Dosis investigacional y disponibilidad
No existe una dosis diaria recomendada oficial para el DPA aislado, dado que la mayoría de las recomendaciones nutricionales se centran en EPA + DHA combinados (250-500 mg/día según organismos internacionales). Los ensayos clínicos que han evaluado DPA suplementado han utilizado típicamente 50 a 300 mg/día, generalmente como parte de un aceite de pescado o foca con perfil enriquecido. En Suplenet ofrecemos suplementos de omega-3 premium que aportan DPA junto a EPA y DHA en proporciones naturales.
Las formas más habituales son los triglicéridos reesterificados (rTG), los etil ésteres (EE) y los triglicéridos naturales del aceite crudo. La biodisponibilidad varía según la matriz lipídica.
Regulación y estatus comercial
El estatus regulatorio del DPA varía según el país:
- Canadá: Health Canada otorga licencia de producto natural al aceite de foca y reconoce el DPA como ácido graso alimentario legítimo.
- Estados Unidos: la FDA no ha autorizado la comercialización del DPA aislado como suplemento dietético independiente, aunque se permite su presencia natural en aceites de pescado mixtos.
- Unión Europea: la EFSA evalúa el DPA dentro del paquete general de omega-3 de cadena larga.
- Latinoamérica: no existen restricciones específicas; los suplementos de aceite de pescado naturalmente contienen DPA en cantidades menores.
Investigación pendiente y limitaciones
La evidencia actual sobre el DPA proviene mayoritariamente de estudios observacionales con biomarcadores plasmáticos y de ensayos preclínicos.
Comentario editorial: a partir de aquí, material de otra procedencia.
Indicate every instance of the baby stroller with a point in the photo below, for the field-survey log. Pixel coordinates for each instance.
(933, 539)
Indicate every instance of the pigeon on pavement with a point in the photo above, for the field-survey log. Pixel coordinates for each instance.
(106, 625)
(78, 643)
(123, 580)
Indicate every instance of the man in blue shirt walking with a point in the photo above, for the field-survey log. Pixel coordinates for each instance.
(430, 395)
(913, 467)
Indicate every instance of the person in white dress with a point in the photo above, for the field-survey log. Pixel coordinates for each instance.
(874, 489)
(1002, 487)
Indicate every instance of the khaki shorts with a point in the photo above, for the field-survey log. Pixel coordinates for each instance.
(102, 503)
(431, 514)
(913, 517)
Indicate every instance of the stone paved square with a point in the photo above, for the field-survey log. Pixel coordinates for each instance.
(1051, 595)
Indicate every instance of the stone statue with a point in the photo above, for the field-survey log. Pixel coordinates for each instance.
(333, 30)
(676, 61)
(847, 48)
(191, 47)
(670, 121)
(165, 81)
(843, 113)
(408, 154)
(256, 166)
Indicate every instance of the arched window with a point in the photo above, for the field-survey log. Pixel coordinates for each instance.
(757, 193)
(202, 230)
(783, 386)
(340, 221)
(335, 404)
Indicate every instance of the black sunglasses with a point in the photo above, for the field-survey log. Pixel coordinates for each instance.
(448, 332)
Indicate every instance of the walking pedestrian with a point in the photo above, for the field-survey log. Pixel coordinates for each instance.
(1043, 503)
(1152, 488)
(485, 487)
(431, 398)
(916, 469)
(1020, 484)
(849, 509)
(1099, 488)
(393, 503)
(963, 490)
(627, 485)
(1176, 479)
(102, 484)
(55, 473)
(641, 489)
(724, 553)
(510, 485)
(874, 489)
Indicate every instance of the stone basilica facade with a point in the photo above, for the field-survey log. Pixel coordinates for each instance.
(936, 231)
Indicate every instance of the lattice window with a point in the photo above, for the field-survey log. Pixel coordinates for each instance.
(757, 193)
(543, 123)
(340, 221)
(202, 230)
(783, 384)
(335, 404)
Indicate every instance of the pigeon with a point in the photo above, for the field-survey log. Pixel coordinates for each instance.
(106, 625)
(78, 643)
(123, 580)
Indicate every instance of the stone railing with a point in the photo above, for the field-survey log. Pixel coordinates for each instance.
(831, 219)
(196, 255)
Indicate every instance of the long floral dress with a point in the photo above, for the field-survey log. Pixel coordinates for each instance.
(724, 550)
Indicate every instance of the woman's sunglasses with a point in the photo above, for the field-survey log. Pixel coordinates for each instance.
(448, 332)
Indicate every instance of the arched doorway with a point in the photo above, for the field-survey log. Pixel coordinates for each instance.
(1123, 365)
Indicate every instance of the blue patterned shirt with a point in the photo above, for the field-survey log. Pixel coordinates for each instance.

Los ensayos clínicos aleatorizados con DPA puro siguen siendo escasos por la limitada disponibilidad comercial del compuesto aislado de alta pureza. Las preguntas abiertas incluyen: dosis óptima, sinergia con EPA/DHA, biodisponibilidad relativa de las distintas formas químicas, y efectos clínicos a largo plazo en poblaciones específicas (deportistas, embarazadas, adultos mayores). Los resultados disponibles son preliminares y conviene interpretarlos con cautela hasta que se publiquen ensayos confirmatorios.